His time on the 2fm Hotline was legendary. His passion for music never waned during the many years he spent there. In fact, that passion increased within every successful decade he spent enjoying his one great love - radio.
He was unique, caring, and strived to do his best show every time he got into a radio studio and behind a microphone.
In a live performance, he was a master of stage craft ("You don't need to be able to dance to be a jock, dude"). Check out YouTube for the Fentone on the 2fm beat on the street ("You say KIT, I say KAT, I can't hear you").
After four decades, his enthusiasm for radio showed no sign of waning, and he continued to love 'freestyle radio', "No f***in' Australian witch, oops, radio doctor for me, Dude."
His anticipation of the arrival of the weekly chart, and his excitement at seeing the new entries, was boundless. And it was all the sweeter to him, as he would have championed many of those new entries weeks before.
Then, at five o'clock on Friday, when he became the master of the chart rundown, his sheer quality, professionalism and delight in the job he was doing shone through.
His great voice also lent itself to voiceovers on commercials, and he used this ability to great effect. It was an entertainment in itself to watch him doing this work. He would be in the booth, doing a great voiceover in one take, and he'd say, "You want one more take - no problem, dude, catch this one."
I've great memories of our pirate-radio days, the glory days, the schedule-changing days.
But this is a business that can be ruthless, and known for its career bitchiness. But it never got to Tony, never made him cynical. In the 40-odd years I have know the Tone, I never heard him say a negative comment about anyone in the industry. The man was just so positive, his love of life was an ocean deep. He made every day count.
No party ever really started until Tony Fenton was in the house. It could be two or three in the morning, when all around him were flagging and wilting, and then Tony would pipe up: "Let's do Renards - you'll be a long time looking at the lid of a wooden box."

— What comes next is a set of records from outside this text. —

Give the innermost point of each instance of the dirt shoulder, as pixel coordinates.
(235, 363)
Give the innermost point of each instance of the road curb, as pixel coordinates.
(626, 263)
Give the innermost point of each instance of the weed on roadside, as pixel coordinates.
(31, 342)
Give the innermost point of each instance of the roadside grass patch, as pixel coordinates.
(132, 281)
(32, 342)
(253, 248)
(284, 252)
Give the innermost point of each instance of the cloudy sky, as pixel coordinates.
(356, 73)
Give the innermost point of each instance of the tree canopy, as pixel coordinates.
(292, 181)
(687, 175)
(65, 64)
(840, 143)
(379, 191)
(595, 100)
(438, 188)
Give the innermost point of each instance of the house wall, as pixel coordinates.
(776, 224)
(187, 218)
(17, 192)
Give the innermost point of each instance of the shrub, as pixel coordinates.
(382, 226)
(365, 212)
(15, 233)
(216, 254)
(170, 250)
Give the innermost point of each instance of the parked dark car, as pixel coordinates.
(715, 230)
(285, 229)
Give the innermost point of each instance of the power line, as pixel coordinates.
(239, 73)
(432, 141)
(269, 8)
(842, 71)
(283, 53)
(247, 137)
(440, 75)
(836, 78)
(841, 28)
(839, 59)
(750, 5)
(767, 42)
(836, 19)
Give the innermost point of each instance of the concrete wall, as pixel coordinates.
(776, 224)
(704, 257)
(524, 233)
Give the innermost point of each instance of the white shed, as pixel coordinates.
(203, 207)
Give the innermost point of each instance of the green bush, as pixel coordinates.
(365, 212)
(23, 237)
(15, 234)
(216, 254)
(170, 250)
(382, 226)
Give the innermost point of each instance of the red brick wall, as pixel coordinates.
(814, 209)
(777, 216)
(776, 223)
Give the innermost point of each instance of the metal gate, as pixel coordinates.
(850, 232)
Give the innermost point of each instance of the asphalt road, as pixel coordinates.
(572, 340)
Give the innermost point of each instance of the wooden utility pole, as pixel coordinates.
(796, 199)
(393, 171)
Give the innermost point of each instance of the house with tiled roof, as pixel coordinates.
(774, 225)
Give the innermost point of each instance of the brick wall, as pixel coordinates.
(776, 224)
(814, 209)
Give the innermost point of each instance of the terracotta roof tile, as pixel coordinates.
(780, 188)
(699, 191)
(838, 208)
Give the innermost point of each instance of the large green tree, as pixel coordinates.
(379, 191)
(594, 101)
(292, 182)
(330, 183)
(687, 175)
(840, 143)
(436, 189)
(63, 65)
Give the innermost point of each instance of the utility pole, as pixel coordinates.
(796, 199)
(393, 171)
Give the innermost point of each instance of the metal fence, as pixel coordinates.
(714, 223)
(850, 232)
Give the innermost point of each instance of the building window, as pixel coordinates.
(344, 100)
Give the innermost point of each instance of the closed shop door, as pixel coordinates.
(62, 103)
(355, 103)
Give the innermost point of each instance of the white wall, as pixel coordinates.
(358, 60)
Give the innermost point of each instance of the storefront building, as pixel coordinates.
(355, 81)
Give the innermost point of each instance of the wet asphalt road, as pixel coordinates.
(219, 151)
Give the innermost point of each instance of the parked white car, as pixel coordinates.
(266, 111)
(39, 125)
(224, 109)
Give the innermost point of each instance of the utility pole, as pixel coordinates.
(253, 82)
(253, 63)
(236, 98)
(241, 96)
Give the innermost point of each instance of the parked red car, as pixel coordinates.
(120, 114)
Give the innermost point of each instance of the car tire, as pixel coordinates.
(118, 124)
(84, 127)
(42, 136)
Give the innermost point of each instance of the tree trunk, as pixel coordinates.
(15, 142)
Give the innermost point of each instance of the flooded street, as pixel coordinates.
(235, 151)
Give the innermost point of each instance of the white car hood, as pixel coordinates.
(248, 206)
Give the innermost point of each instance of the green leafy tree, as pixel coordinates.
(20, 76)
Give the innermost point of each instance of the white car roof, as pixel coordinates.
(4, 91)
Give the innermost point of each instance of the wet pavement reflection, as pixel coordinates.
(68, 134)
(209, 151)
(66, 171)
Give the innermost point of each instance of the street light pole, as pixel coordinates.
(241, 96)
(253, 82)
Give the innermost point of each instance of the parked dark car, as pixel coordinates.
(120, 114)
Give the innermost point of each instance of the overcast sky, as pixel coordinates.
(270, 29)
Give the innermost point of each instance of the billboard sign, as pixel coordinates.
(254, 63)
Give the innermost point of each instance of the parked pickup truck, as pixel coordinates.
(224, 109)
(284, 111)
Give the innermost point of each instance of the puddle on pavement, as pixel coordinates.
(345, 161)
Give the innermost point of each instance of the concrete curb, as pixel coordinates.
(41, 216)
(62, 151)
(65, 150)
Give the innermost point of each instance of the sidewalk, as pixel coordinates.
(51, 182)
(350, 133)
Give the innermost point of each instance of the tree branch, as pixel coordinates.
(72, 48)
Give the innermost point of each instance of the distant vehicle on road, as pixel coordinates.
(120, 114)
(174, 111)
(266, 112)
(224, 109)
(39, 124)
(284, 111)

The Fentone certainly lived a full life, and his lust for life was infectious and rippled over those in his company. Every individual is unique on this planet, whatever journey they are on. Tony enjoyed his journey, but reached his destination far too soon.
Tony's passing simply highlighted how fragile life is and how everyone should cherish the now and live the moment. Time is finite and we should never waste a second.
With any passing the loss of anyone is filled with vivid memories, and these are some of my cherished memories of Tony Fenton.
Well, Tony, now that you are sadly gone, we'll never get to know how the Carter Twins met.
I'll raise a Sean for you (when you know Jack Daniels as well as you do, you can call him Sean).
Tony, rest in peace, and thanks for the memories. I know you always liked the night to end on a laugh.
The radio was on with the volume up to 11 when you closed your eyes. You must have been listening to Dignity & Integrity FM.
Finally, to quote your good self: "A nod of respect to talent." You had it in spades, dude.
John Clarke is editor of music programming on RTE GOLD (digital radio). He was the head of 2fm for 11 years.